SEGUNDO.- Por el primer motivo de casación, amparado en el ordinal 4º del artículo 1692 de la Ley de Enjuiciamiento Civil , denuncia el recurrente la infracción, por inaplicación, de la doctrina legal contenida en la sentencia del Tribunal Supremo de fecha 22 de marzo de 1958, que reitera la establecida por el mismo Tribunal en sentencias de 27 de junio de 1922 y 31 de octubre de 1949 . En su desarrollo, el recurrente, tras recordar que, con arreglo a la invocada doctrina, las donaciones 'propter nuptias', por especial naturaleza familiar, son esencialmente irrevocables, máxime cuando los donantes establecen llamamientos sucesorios a favor de los hijos del matrimonio donatario, argumenta que el régimen de estas donaciones es también de aplicación a las donaciones universales con nombramiento de heredero, para concluir que, siendo esencial a estas donaciones -y a los llamamientos sucesorios de los 'nascituri', a quienes era extensivo lo dispuesto en la ley 7ª, título. 7, libro 3º de la Novísima Recopilación - su irrevocabilidad, los pactos contenidos en la escritura de 30 de marzo de 1971 en ninguna forma pudieron privarle de los derechos derivados de su llamamiento a la herencia.

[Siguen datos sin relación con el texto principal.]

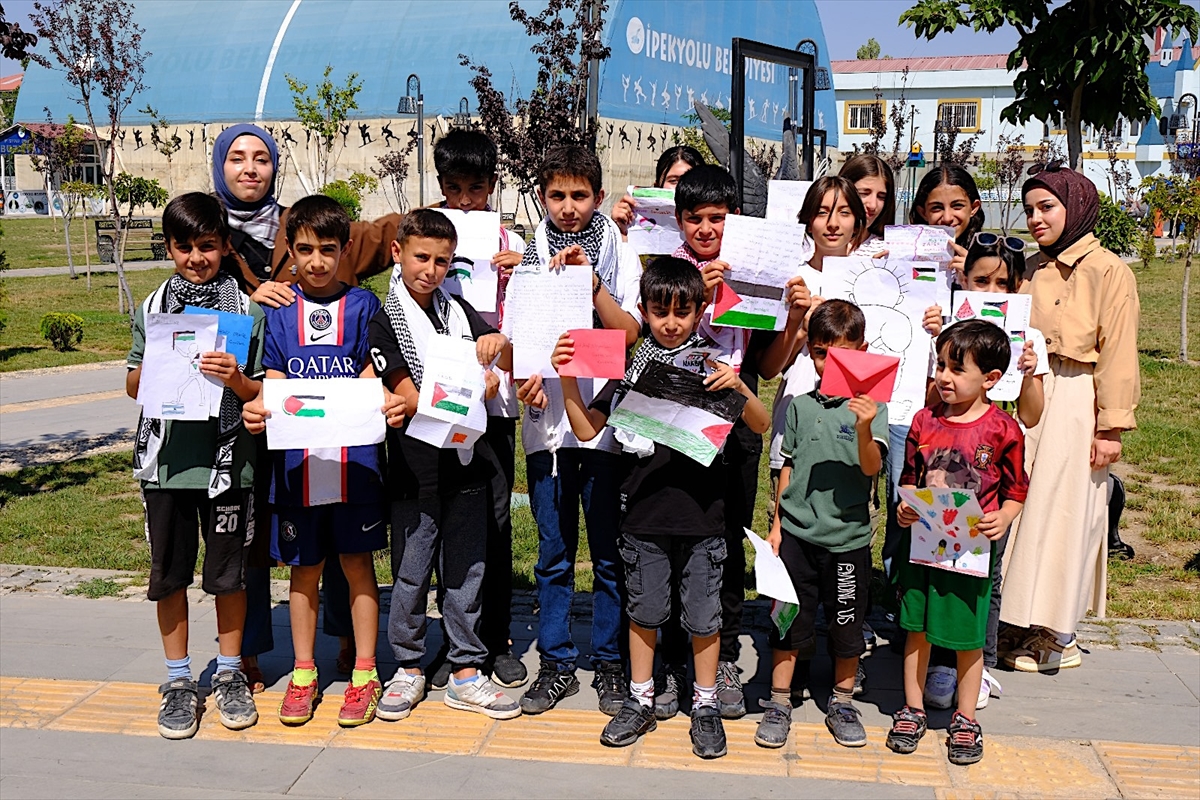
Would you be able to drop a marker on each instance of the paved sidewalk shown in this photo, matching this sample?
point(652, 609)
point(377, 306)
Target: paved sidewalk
point(77, 703)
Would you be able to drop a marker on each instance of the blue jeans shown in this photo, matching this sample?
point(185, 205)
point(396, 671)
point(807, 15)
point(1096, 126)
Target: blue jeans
point(594, 477)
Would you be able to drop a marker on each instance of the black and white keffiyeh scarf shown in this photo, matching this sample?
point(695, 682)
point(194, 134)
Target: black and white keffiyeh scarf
point(599, 240)
point(222, 294)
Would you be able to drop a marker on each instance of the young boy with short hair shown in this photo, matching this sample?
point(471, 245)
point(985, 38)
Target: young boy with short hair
point(562, 469)
point(197, 476)
point(987, 449)
point(672, 525)
point(705, 197)
point(466, 166)
point(833, 449)
point(439, 504)
point(327, 503)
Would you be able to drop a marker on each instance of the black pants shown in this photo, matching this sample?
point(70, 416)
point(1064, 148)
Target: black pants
point(743, 451)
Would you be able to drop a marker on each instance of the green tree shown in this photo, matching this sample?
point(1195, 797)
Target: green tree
point(868, 52)
point(324, 116)
point(1084, 59)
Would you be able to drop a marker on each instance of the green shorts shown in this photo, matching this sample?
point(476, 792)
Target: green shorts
point(949, 607)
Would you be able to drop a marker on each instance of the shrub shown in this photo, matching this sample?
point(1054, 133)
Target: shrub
point(63, 330)
point(1116, 229)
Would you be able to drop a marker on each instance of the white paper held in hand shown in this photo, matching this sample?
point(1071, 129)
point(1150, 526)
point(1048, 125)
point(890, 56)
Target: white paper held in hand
point(450, 409)
point(769, 573)
point(543, 305)
point(312, 413)
point(472, 275)
point(172, 385)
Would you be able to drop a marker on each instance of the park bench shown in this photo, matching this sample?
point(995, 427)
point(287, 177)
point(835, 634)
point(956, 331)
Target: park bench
point(139, 234)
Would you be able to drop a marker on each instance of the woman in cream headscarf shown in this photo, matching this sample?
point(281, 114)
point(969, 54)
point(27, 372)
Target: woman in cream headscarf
point(1085, 301)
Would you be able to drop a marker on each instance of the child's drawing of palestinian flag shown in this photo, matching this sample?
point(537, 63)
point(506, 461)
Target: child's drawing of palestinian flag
point(304, 405)
point(671, 407)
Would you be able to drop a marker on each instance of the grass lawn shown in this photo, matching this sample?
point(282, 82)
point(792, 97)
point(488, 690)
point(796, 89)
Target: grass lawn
point(37, 241)
point(89, 513)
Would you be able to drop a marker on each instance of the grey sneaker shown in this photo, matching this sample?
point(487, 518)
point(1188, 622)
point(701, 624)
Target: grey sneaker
point(844, 722)
point(730, 699)
point(777, 721)
point(671, 687)
point(481, 696)
point(403, 692)
point(178, 711)
point(707, 732)
point(631, 722)
point(234, 702)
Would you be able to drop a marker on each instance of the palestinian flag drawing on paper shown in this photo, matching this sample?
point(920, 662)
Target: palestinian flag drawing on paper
point(448, 396)
point(304, 405)
point(671, 407)
point(745, 305)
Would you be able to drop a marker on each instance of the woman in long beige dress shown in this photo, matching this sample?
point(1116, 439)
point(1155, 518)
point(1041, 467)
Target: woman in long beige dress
point(1085, 301)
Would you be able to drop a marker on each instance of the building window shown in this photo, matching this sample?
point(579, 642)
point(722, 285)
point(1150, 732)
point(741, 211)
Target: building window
point(961, 114)
point(862, 116)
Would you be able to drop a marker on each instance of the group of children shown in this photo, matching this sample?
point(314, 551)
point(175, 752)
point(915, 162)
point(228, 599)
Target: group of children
point(665, 531)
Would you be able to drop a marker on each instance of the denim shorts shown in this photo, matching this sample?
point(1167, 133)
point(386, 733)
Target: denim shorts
point(653, 564)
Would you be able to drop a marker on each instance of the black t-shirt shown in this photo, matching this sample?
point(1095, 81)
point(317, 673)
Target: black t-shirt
point(667, 493)
point(417, 468)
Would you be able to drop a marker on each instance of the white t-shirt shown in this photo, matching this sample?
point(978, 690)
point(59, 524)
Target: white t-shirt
point(541, 427)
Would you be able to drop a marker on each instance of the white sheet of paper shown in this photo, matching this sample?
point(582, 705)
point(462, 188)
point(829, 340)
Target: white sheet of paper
point(769, 573)
point(894, 305)
point(762, 252)
point(475, 280)
point(172, 385)
point(785, 198)
point(450, 409)
point(311, 413)
point(543, 306)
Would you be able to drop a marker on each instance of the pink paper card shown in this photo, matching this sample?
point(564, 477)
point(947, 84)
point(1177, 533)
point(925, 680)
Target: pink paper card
point(599, 353)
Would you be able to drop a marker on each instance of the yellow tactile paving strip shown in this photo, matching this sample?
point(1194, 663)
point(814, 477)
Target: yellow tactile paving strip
point(1014, 767)
point(1152, 770)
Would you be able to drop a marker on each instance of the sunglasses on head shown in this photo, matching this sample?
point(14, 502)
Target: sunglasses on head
point(990, 240)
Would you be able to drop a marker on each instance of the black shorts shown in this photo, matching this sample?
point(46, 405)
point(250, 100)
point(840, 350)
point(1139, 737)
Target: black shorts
point(175, 521)
point(840, 581)
point(653, 564)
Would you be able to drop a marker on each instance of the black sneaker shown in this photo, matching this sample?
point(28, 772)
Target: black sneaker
point(844, 722)
point(509, 672)
point(707, 732)
point(966, 740)
point(777, 721)
point(234, 702)
point(909, 725)
point(633, 720)
point(730, 699)
point(551, 685)
point(669, 693)
point(178, 716)
point(612, 687)
point(437, 674)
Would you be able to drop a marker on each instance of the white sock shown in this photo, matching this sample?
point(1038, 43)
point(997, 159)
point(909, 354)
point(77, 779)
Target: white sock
point(703, 695)
point(642, 692)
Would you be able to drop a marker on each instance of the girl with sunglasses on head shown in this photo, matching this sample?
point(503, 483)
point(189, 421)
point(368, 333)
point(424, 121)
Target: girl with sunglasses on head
point(1085, 301)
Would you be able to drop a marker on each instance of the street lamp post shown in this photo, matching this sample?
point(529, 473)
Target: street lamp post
point(413, 102)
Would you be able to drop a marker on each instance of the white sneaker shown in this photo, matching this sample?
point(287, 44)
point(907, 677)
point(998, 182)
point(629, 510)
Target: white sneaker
point(400, 696)
point(988, 686)
point(940, 687)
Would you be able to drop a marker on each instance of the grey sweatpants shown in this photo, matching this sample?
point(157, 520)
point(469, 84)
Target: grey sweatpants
point(451, 529)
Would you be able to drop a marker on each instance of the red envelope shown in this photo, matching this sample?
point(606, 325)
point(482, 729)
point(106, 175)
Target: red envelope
point(599, 353)
point(850, 373)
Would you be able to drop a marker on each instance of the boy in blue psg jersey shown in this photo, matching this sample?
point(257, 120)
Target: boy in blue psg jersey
point(327, 503)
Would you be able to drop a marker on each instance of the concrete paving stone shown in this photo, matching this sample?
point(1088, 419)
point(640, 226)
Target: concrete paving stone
point(151, 761)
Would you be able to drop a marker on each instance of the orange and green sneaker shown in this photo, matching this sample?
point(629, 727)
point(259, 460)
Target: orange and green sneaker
point(360, 702)
point(299, 702)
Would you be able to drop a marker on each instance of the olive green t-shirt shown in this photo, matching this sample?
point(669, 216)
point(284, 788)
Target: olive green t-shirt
point(189, 447)
point(827, 500)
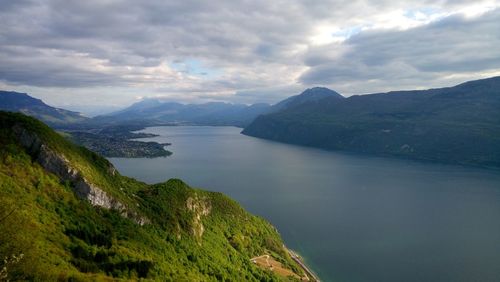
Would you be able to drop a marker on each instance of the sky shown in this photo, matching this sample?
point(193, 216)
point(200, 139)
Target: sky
point(100, 55)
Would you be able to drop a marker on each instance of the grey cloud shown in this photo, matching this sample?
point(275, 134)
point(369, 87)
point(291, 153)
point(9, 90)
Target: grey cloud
point(255, 45)
point(452, 45)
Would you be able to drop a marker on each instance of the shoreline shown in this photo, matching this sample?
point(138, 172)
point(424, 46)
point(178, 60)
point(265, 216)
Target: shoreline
point(309, 273)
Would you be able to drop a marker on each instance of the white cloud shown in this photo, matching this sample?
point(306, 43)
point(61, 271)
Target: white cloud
point(113, 51)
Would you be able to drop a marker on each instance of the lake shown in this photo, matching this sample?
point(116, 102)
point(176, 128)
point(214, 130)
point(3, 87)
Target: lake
point(352, 217)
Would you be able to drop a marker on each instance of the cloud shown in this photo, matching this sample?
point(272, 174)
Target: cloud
point(419, 56)
point(241, 51)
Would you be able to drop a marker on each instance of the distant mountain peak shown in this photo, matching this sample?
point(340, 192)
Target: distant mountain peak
point(21, 102)
point(320, 92)
point(313, 94)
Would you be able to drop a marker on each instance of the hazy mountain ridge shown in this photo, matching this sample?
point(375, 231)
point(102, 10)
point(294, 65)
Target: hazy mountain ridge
point(22, 102)
point(67, 214)
point(155, 111)
point(454, 125)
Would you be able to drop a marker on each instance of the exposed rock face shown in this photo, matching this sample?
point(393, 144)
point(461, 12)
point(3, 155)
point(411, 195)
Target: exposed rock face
point(59, 165)
point(200, 207)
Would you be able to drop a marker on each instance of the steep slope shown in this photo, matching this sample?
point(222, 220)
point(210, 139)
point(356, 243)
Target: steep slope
point(156, 111)
point(458, 124)
point(67, 214)
point(22, 102)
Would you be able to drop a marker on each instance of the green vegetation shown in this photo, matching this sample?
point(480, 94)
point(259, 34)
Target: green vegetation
point(48, 233)
point(458, 125)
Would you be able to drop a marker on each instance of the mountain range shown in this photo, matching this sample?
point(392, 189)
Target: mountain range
point(66, 214)
point(459, 125)
point(22, 102)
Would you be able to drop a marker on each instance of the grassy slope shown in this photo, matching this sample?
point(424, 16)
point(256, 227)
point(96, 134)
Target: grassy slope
point(63, 237)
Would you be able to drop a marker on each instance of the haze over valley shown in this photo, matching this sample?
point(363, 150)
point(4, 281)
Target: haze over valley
point(250, 141)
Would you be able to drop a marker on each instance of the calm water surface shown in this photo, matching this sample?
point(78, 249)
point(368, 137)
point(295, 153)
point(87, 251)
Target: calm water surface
point(353, 218)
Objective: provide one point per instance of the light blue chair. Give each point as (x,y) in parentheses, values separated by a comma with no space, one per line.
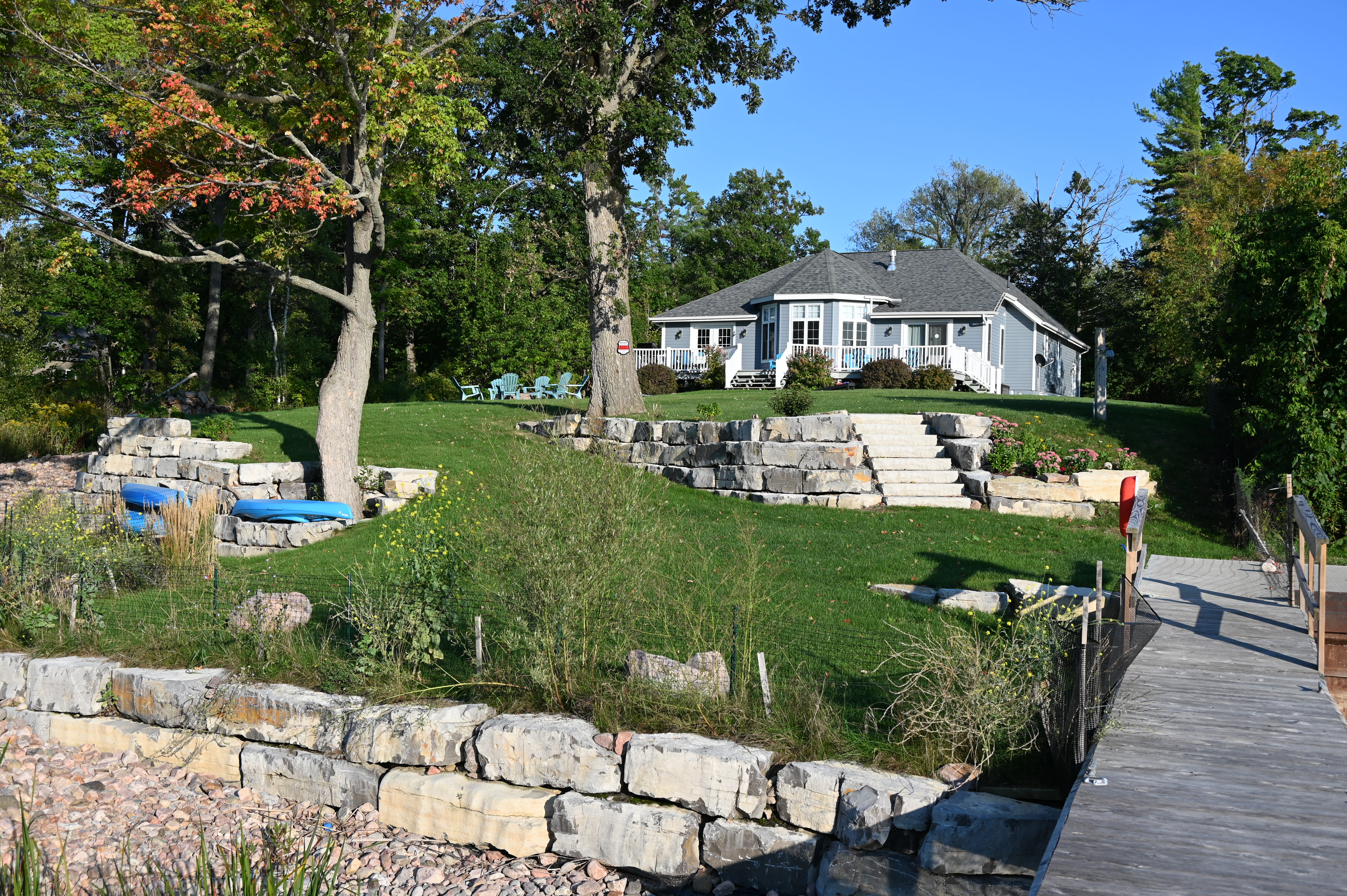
(559,390)
(467,391)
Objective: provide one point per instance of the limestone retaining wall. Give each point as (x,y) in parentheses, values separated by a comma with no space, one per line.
(662,806)
(159,452)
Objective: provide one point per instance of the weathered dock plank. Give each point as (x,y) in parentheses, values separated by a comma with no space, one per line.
(1228,767)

El planteamiento del motivo que se examina hace obligada una doble puntualización previa:
La primera, que la sentencia recurrida funda jurídicamente su fallo en las disposiciones de la vigente Compilación del Derecho Civil Foral de Navarra, aplicable a 'los actos otorgados y a las relaciones causadas con anterioridad a su promulgación' (disp. transit. 1ª), especialmente, en lo que al motivo examinado interesa, en la ley 182, que, a juicio de la Sala de instancia, hace 'perfectamente válidas' las referidas revocaciones, al establecer la ley 182 que los pactos sucesorios no podrán ser revocados ni modificados sin el consentimiento de todos sus otorgantes declarado en acto inter vivos o mortis causa (fund. de derecho 3º). Siendo así, el recurso en que se cuestiona dicha revocabilidad hubiera debido dirigirse a impugnar -por interpretación errónea o aplicación indebida- la exégesis o la aplicación que del citado precepto civil foral se contiene en la sentencia, lo que, sorprendentemente, no ha tenido lugar.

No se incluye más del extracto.